In the laminated structure, the following electrical connection is formed. The upper pattern 31 of the radiation conductor, the pattern 3 2 on the left side of the radiation conductor, and the pattern 3 3 on the right side of the radiation conductor are electrically connected, and the pattern 3 2 on the left side of the radiation conductor and the first spiral conductor pattern 4 1 are electrically connected. The radiation conductor right side pattern 33 and the second spiral conductor pattern 42 are electrically connected, and the feed conductor pattern 34 and the radiation conductor left side pattern 32 are electrically connected. The first spiral conductor pattern 41 and the shield conductor bottom pattern 56 are electrically connected via the first through hole 43 formed inside the lower dielectric substrate 27, and the second The spiral conductor pattern 42 and the shield conductor bottom pattern 56 are electrically connected via a second through hole 44 formed inside the lower dielectric substrate 27, and the shield conductor front pattern 54 Is electrically connected to the shield conductor top pattern 53 and the shield conductor bottom pattern 56. Joined, shielding conductor back pattern 5 5 shielded It is electrically connected to the conductor top pattern 53 and the shielding conductor bottom pattern 56. Also in the structure of the present embodiment, the dielectric constants of the upper dielectric substrate 28, the lower dielectric substrate 27, and the intermediate dielectric substrate 29 may be the same or different from each other. However, if they are different, it is preferable that the dielectric constant be lower for the upper dielectric substrate.

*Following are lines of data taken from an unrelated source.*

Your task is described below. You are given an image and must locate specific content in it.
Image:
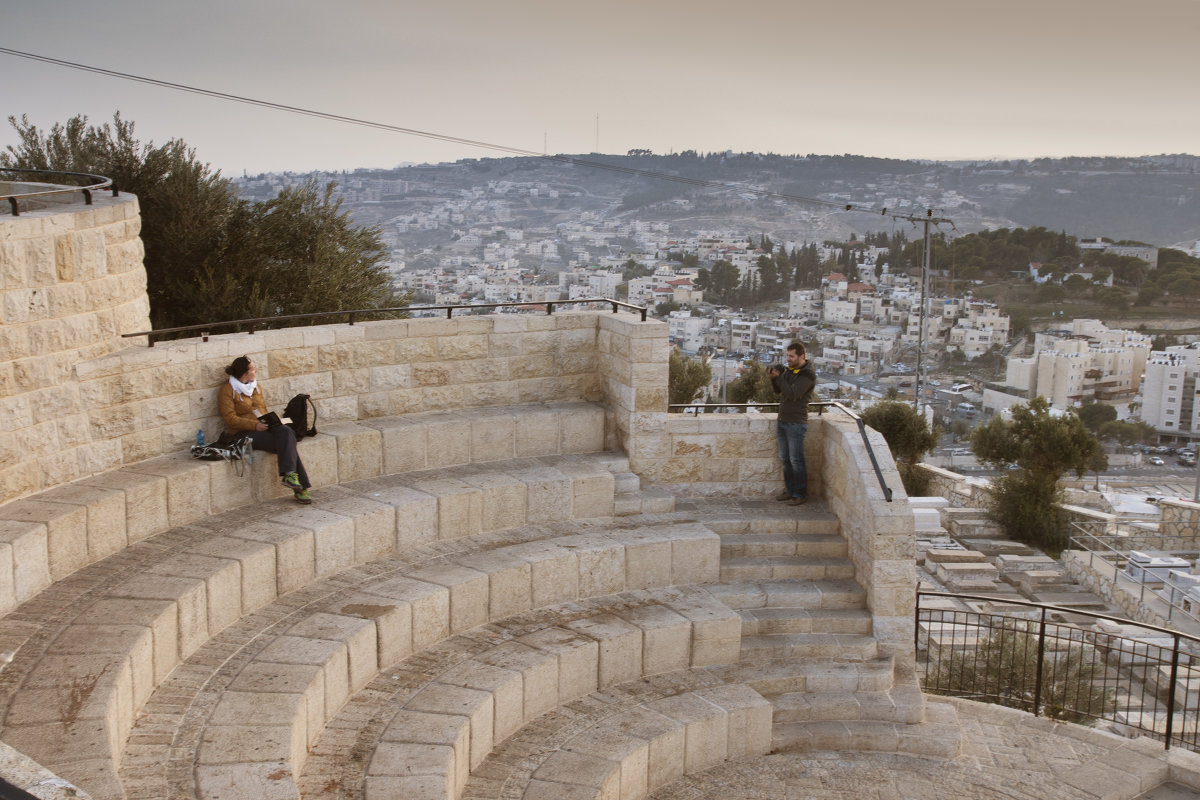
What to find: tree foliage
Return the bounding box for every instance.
[926,620,1115,724]
[971,396,1106,554]
[667,348,713,405]
[725,361,779,403]
[0,113,404,327]
[863,401,940,497]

 Further, in this embodiment, the upper dielectric substrate 28, the lower dielectric substrate 27, and the intermediate dielectric substrate 29 are respectively formed of a magnetic substrate, a lower magnetic substrate, and an intermediate magnetic substrate. It is possible to substitute for a substrate. In this case, the magnetic permeability of each magnetic substrate may be the same or different. However, if they are different, it is preferable that the magnetic permeability be lower for the upper magnetic substrate.

 In the structure of this embodiment, similarly to the embodiment of FIG. 16, the configuration of the embodiment of FIG. 1 can be embodied, and the present invention is formed by using a multilayer substrate manufacturing method (multilayer substrate process). Since a multimode antenna can be manufactured, cost reduction can be achieved by downsizing and mass production of the multimode antenna. Also, in the present embodiment, the electromagnetic coupling between the radiation conductor and the resonance circuit is significantly suppressed as compared with the embodiment of FIG. 16, so that there is an effect that the design of the resonance circuit becomes easy.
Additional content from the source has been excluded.